實際上在 C 裡面操作的 Datatype,需要對應到 DB 內部的 Datatype,也就是手冊的這張表~基本的 Datatype 都宣告在 "postgres.h" 裡面。

 2) PG_FUNCTION_ARGS 作為函數的參數,就自動由資料庫依照 SQL 指定的餵進來
在 function body 裡面要接收傳入的參數,需要依照 DB 內的 Datatype,使用對應的函數 PG_GETARG_xxx(),依序取得相關的值(Pass by Value 的方式)

 3) 函數宣告回傳值 Datum,會搭配函數內部回傳採用的函數,完成結果的回傳(不是單純用普通的 return 而已~)
  • 在 function body 的最後,會使用相對應的 PG_RETURN_xxx() 回傳單一值;
  • 如果是回傳一筆欄位的值,則需要多引用一個 Header,"funcapi.h",才能用相關的函數,定義相關的欄位形式;
  • 若是一個 Set-Returning function,就比較複雜了,會需要使用 FuncCallContext 這個 struct 了。

上面的 2) 與 3) 主要都宣告在 "fmgr.h" 裡面

此外,在 C 裡面通常使用 malloc() 與 free(),宣告/釋放動態記憶體空間。但是在這邊,需要統籌由 Postgres 控制,因此需要使用 Postgres 提供的 palloc() 與 pfree() 才行(這兩組內部是一樣的)。

目前感到需要花力氣的地方,就是努力在 pg_config --includedir 裡面(或是 src/include/ 裡面)所提供的 Header files 裡面尋找需要的宣告。。。這一點只能釐清要處理的問題,從其他相關外掛或是相關段落原始碼反覆查看怎麼使用了。目前看到比較常用的是 src/include/utils/ 裡面的內容~如果有需要撈系統表,則是  src/include/catalog/ 。

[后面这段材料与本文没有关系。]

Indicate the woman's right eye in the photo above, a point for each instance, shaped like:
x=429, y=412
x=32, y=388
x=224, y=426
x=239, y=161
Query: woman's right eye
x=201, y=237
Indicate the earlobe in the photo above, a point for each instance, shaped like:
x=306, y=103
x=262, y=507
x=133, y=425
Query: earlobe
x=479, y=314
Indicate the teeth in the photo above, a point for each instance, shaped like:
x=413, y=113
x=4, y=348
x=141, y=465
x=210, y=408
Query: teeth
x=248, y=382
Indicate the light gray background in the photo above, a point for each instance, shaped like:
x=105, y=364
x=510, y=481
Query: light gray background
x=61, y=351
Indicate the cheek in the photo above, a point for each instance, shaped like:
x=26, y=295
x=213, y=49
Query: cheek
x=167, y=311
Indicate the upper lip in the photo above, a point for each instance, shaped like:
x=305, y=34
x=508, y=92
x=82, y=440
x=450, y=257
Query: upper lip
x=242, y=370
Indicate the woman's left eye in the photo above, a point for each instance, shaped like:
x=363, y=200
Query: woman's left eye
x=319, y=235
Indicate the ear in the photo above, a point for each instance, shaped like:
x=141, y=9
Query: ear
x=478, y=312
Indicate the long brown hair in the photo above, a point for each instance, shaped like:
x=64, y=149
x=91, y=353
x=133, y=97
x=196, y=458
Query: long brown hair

Postgres 專案對於程式碼排版有一些規約,可以參考這邊,這邊的練習也沒有遵守這個~(例如,註解的形狀)。不過建議實際的專案盡量追隨規範比較好~~

最後,這個 DIY 做的是可以被呼叫的東西,因此需要給一個 Stored Function。(檔名:num_array_sort/num_array_sort--0.0.1.sql)
CREATE OR REPLACE FUNCTION num_array_sort(anyarray) 
RETURNS anyarray 
AS 'MODULE_PATHNAME', 'num_array_sort' 
LANGUAGE C IMMUTABLE STRICT 
 PARALLEL SAFE;

其中的 PARALLEL SAFE 並非必要的內容:若確認函數可以拆分多個 Worker 一起跑(通常是逐筆資料處理的函數)就可以增加。

上面這樣就完成一個 DIY 的外掛專案了。



接著是要安裝:原則上只要 make 跟 make install 就會安裝到軟體目錄裡面了。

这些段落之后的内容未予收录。